Ensuring equipment was sterile got much easier in the 1950s, when disposable syringes came onto the market. Needles became skinnier, and thus less painful to use, because they no longer needed to withstand the rigors of reuse.
Although Pittman had the benefit of insulin from an early age, it was a long time before he was able to efficiently monitor his glucose level. At first, the only method was a urine test. Glucose shows up in the urine only when the body contains an excess.
“When we were measuring glucose in the urine, we were already measuring how bad things were wrong,” Petersen said.
Pittman recalled having some rather serious episodes over the years, when his blood sugar dropped.

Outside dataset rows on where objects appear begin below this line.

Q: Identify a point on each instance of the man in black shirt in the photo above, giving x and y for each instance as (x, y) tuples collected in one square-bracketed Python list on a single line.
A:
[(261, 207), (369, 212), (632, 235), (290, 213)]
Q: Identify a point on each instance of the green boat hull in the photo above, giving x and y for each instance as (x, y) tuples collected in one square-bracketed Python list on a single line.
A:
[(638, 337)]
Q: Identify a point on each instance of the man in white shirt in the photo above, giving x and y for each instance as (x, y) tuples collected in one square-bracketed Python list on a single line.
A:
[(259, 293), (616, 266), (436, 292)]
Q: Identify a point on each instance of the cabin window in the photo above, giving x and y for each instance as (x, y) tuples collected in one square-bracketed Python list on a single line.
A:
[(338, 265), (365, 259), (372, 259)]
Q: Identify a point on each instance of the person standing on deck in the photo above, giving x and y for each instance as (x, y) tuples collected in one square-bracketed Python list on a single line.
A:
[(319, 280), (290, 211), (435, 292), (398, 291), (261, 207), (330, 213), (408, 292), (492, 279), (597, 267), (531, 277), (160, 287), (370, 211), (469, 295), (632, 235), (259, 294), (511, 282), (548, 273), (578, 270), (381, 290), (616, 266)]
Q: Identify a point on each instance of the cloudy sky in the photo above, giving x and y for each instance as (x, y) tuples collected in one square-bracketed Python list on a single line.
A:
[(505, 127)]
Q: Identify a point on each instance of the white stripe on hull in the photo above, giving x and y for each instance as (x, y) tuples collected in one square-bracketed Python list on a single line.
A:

“Once when I was in graduate school, I had a low blood sugar episode in the middle of the night and it went way out of control and I ended up in convulsions and broke my shoulder,” he recounted.
It wasn’t until the 1970s that an at-home method of checking blood glucose levels became available.
Fortunately, Pittman has so far escaped serious complications from diabetes. The disease can lead to heart disease, kidney damage, eye damage, neuropathy and other ailments.
The retired intellectual property lawyer said the disease has never stopped him from doing what he wants to do but has nonetheless altered the course of his life.
“It’s sort of conditioned the way I do some things. For example, I have avoided jury duty because if I got on a jury, the court would have to meet my meal schedule rather than the other way around and somehow I don’t think that would work very well,” he said with a chuckle.
In 2013, Pittman received a medal in the mail from the Joslin Diabetes Center in Boston to recognize his 75 years of life with diabetes.
The center says 28 75-year medals have been awarded from 1996 to the present.
“I’m now working on the 80-year award,” Pittman said.